El Presidente de Estados Unidos George W. Bush designó a Susan Schwab como representante Comercial y envió a Rob Portman a la Dirección de Presupuesto de la Casa Blanca. El cambio, que requiere la aprobación del Senado, sucede cuando las encuestas muestran que la popularidad de Bush ha caído al nivel más bajo de su presidencia. Según la publicación especializada Inside US Trade, el enroque de funcionarios indica que ha disminuido la prioridad de los acuerdos comerciales para la Casa Blanca.

Mientras la Administración Bush se esfuerza por mejorar su posición en la política doméstica, los cambios burocráticos sugieren que el comercio ha bajado en las prioridades en comparación con los temas políticos internos, según algunas fuentes consultadas por Inside US Trade. El cambio de funcionarios probablemente retrase las negociaciones de la ronda de Doha de la OMC y también la consideración congresal de los tratados bilaterales, dicen estas fuentes.

La implicación práctica de la designación de Schwab es que los tratados comerciales con Perú y Colombia no serán considerados en el Congreso hasta el próximo año, según Gary Hufbauer, investigador del Instituto para la Economía Internacional. El especialista dijo que el cambio de personal significa que ha disminuido la prioridad del comercio para Bush.

Hufbauer y otros describen a Schwab como una experta en comercio que no necesita lecciones para representar a Estados Unidos en las negociaciones en Génova. Pero varios predicen también que Schwab tendrá dificultades para participar en la ronda de Doha, en parte porque no tiene la confianza de los miembros del Congreso para hacer las concesiones adicionales que se exigen a Estados Unidos, como por ejemplo reducir las subvenciones agrícolas.

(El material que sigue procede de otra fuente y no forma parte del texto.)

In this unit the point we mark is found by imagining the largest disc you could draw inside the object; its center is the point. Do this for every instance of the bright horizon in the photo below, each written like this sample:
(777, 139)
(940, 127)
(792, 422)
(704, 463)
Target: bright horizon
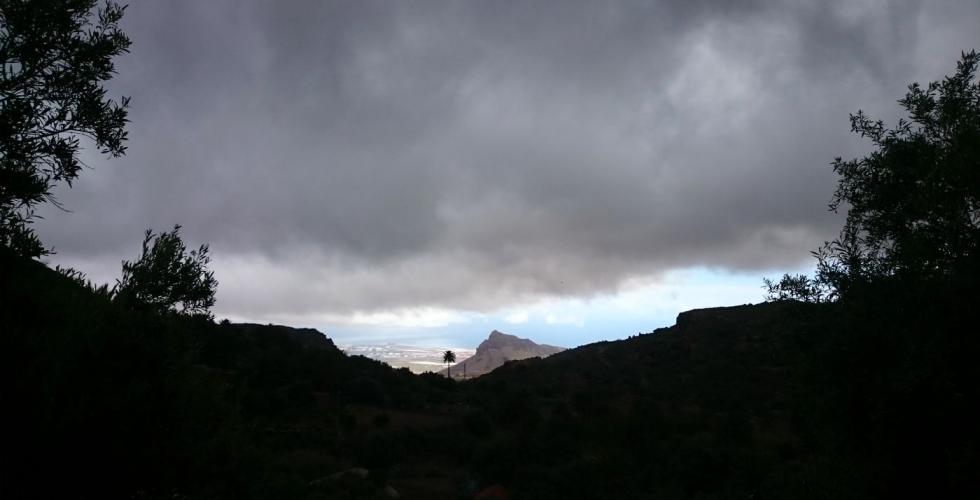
(425, 173)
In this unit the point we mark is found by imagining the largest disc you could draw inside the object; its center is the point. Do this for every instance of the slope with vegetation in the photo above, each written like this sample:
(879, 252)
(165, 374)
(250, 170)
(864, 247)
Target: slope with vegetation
(860, 382)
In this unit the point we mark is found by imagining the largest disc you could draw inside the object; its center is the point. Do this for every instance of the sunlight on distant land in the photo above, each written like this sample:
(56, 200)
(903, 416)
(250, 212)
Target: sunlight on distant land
(641, 307)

Muchos analistas piensan que el plazo real para concluir las negociaciones de la OMC es el 30 de julio, aunque oficialmente se habla del 30 de abril. Una fuente relacionada con la organización mundial del comercio comentó que los cambios burocráticos en Estados Unidos son terribles en vista de estos plazos.

El comisario europeo de Comercio Peter Mandelson lamentó la marcha de Portman porque, en esta fase de las negociaciones para completar la Ronda de Doha, “hubiera sido más fácil trabajar con él”. El funcionario europeo declaró tener ganas de trabajar con Schwab, pero pareció criticar los cambios cuando dijo que en esta etapa de la ronda sería más fácil gestionar el libre comercio con Portman que sin él.

Un antiguo funcionario de la oficina comercial norteamericana comentó que Schwab enfrenta una tarea bastante difícil porque tendrá que convencer a los asesores políticos de la Casa Blanca de la necesidad de avanzar en la aprobación congresal de los acuerdos bilaterales. La misión es complicada porque los congresistas no están dispuestos a negociar tratados comerciales controvertidos en un año electoral. Algunas organizaciones sindicales de Estados Unidos ven en los TLC con los países latinoamericanos una seria amenaza para sus empleos. Saben que la posibilidad de que entren a su país manufacturas a bajos costos (textiles, zapatos, bienes agrícolas y otros) podría perjudicarles.
John Sweenen, presidente de la Federación Americana de Organizaciones Laborales (AFL-CIO, por sus siglas en inglés), la organización sindical más importante de Estados Unidos que agrupa a unos 10 millones de trabajadores, comentó a funcionarios del gobierno ecuatoriano que “aunque no parezca cierto, en estos acuerdos tenemos más coincidencias con ustedes que con el gobierno (de George W. Bush). Nuestro gol (objetivo) es que nuestros trabajadores tengan la misma prioridad que el capital”.
En su página web, la AFL-CIO asegura que el libre comercio “podría extender a Colombia, Ecuador y Perú la desastrosa pérdida de trabajo y daños ambientales causados por once años del Nafta (Tratado de Libre Comercio con México y Canadá)”.
Para nadie es un secreto en Washington que la posición del gremio norteamericano pesará en los debates sobre el TLC en el Congreso y en el Senado. Si los incumplimientos laborales en América del Sur persisten, los sindicatos pedirán que no se acepte el TLC con Ecuador.